Why are open-source language projects an important research topic for the DFKI?
Open-source language projects are particularly interesting for low-resource languages. They question existing assumptions of AI research as many common models and methods have been developed for a few dominant languages and are not easily transferable. Our work with low-resource languages opens up new research questions, for example, on the robustness of language models, on low-data scenarios and on language diversity and multilinguality. Such projects thus contribute directly to further developing fundamental AI methods. Open-source language data from the Global South broadens the empirical basis significantly. It helps reduce distortions in models and develop AI systems that can be used globally.
So German and European institutions benefit from this as well?
Especially for Europe, the research based on such language data is highly relevant because many of the languages spoken in the EU are still underrepresented. German and European research institutions benefit because it allows them to develop models that are more realistic, fair and scientifically robust. Furthermore, new possibilities for comparison are emerging beyond language families and cultural contexts.
FAIR Forward wants to strengthen open-source and trustworthy AI systems. How is this achieved?
FAIR Forward adheres to principles such as openness, transparency and sustainability in handling training data. Documentation, data quality and ethical responsibility are significantly emphasised. In my view, this creates new common standards that facilitate international collaboration by clearly defining expectations and working methods across countries and continents. At the same time, it lowers barriers for long-term cooperation between research, civil society, and public actors.
Dr Simon Ostermann is a senior researcher and Interim Head of the Research Department Multilinguality and Language Technology at the German Research Center for Artificial Intelligence in Saarbrücken. He heads the research group for efficient and explainable natural language processing and is interim chair holder for translation-oriented language technologies at Saarland University. His work covers research on explainable AI, the efficiency of language models and the improvement of language technologies for low-resource languages.
Where do you see potential for closer cooperation between German research institutions and partners in countries like India, where FAIR Forward cooperates with the Indian Institute of Science, for example?

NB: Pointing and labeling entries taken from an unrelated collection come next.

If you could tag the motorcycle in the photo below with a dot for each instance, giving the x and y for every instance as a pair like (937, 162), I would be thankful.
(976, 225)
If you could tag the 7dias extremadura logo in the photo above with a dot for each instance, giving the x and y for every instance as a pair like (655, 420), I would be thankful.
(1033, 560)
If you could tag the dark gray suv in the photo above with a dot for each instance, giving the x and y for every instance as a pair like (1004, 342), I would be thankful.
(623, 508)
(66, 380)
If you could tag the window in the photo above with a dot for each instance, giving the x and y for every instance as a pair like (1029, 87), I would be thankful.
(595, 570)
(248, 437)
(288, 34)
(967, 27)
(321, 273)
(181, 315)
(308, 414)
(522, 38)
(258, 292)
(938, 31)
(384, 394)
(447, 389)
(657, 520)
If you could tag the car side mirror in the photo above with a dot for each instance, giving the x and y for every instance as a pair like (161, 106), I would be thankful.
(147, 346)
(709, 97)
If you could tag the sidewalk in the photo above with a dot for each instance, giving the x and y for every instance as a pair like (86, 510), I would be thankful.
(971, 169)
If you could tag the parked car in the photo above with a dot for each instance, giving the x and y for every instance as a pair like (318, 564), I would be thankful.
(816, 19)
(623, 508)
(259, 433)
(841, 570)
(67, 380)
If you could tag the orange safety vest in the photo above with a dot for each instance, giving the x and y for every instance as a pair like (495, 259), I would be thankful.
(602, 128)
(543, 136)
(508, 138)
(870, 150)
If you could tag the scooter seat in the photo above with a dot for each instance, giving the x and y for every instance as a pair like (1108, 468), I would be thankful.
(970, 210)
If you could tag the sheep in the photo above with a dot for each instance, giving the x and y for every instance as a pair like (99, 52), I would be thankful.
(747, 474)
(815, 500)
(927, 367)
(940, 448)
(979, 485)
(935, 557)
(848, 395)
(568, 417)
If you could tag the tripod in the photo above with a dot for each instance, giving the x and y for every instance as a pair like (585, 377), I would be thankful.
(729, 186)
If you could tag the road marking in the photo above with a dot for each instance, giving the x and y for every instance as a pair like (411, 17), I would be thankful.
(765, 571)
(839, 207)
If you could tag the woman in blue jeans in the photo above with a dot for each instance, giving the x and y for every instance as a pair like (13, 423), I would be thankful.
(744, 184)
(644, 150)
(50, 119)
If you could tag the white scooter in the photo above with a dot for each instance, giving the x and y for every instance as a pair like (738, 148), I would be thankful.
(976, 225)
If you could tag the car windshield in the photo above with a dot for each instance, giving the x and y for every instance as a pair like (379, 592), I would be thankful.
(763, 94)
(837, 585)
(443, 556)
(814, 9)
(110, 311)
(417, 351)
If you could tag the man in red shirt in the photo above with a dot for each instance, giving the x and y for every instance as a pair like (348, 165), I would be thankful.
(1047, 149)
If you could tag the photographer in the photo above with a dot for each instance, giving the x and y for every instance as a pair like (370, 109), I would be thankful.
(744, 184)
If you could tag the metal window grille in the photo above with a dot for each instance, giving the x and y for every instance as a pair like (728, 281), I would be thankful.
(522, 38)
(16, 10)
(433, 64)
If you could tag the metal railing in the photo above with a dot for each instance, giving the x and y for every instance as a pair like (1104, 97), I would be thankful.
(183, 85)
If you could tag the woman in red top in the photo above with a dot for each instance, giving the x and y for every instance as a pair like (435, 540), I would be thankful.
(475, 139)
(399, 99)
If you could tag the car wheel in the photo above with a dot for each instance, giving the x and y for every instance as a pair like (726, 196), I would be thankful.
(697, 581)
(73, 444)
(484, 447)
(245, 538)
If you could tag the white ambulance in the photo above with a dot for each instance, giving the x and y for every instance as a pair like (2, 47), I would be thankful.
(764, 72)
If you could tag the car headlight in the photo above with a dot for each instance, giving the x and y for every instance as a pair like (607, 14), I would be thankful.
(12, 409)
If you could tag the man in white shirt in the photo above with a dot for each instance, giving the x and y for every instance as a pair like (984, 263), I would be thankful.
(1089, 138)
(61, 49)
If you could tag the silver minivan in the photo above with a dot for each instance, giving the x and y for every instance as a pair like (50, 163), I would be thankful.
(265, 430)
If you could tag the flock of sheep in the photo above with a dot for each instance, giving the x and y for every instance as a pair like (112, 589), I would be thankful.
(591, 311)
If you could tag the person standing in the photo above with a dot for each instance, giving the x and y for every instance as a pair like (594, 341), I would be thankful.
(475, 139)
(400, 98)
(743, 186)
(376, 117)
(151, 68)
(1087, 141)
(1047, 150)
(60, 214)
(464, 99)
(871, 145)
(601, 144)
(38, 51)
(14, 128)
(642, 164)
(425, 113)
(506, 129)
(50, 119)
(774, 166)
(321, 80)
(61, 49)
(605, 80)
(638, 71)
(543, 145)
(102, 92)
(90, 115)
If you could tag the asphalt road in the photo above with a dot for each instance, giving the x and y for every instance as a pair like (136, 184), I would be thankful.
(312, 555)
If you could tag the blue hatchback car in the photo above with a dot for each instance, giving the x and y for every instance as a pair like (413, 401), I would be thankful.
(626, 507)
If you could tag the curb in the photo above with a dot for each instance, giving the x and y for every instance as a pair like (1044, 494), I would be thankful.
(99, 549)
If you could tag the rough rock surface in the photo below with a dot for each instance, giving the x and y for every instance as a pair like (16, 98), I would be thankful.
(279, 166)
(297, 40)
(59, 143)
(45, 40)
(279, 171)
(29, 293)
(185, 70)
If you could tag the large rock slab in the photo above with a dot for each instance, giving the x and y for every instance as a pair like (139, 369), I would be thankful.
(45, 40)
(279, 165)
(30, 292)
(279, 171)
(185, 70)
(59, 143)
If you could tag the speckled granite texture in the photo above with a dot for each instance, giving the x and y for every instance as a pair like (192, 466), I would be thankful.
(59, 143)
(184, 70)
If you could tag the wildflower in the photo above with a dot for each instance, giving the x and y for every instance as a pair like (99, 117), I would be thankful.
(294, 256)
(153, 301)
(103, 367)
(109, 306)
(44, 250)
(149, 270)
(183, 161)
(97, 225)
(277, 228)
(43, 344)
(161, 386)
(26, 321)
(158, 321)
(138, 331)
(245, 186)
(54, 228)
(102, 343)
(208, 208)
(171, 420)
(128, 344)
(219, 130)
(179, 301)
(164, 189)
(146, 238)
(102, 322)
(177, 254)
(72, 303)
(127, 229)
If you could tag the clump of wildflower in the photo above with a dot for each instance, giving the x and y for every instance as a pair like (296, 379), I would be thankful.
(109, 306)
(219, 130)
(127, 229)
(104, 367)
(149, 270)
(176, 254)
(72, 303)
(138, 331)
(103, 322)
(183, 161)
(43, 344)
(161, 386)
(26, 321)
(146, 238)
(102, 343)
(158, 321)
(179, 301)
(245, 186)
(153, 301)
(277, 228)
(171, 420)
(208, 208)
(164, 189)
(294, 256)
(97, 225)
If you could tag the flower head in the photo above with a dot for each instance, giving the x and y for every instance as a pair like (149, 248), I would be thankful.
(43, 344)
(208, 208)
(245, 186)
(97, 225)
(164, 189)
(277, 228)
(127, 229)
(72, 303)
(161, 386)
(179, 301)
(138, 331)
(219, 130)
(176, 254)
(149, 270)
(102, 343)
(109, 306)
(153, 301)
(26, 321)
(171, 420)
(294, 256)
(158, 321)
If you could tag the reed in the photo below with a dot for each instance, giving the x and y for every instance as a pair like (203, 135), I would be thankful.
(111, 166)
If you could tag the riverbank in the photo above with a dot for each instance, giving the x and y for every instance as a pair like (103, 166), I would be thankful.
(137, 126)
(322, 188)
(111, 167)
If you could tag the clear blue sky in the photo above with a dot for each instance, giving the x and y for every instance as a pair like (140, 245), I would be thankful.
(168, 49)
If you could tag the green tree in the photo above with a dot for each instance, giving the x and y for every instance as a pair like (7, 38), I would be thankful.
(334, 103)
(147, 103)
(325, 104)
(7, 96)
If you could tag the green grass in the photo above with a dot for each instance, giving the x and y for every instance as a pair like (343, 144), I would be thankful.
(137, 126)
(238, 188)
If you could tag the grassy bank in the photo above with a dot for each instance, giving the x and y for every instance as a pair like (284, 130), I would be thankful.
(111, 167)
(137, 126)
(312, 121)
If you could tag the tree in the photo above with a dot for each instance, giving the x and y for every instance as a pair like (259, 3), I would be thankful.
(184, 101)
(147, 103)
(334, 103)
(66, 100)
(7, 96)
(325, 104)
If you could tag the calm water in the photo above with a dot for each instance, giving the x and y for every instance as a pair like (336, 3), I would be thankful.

I see good potential in jointly developing and maintaining open-source datasets and language models that have an international, multilingual and multicultural focus right from the outset. Establishing joint research infrastructures, for example, for compute resources and data platforms, also offers opportunities for sustainable cooperation. In addition, bilateral research projects can help to bring various different perspectives on AI systems together and to develop new methodological approaches together – although, naturally, this always depends on whether the right support mechanisms are available.
Many applications of artificial intelligence are built on language data. The underlying data base consists primarily of widely spoken languages. Other languages are digitally underrepresented, meaning there is only a small amount of digital content in these languages from which AI can learn. Therefore, they are effectively absent from AI models. Through the BMZ initiative FAIR Forward – Artificial Intelligence for All, implemented by GIZ, new standards for open and trustworthy AI systems are being developed. This enables people in countries of the Global South to gain better access to AI applications.
The German Research Center for Artificial Intelligence (DFKI) was involved in the FAIR Forward initiative primarily as a scientific and technical partner. The DFKI contributed expertise in language data, multilingual models and open-source AI technologies. Technical support was ensured through close cooperation with local partners, jointly defined requirements and advisory services for data collection and processing and for the development of open-source language resources. Important aspects also included knowledge transfer, for example, in workshops and expert discussions, and the provision of compute resources on the DFKI’s servers.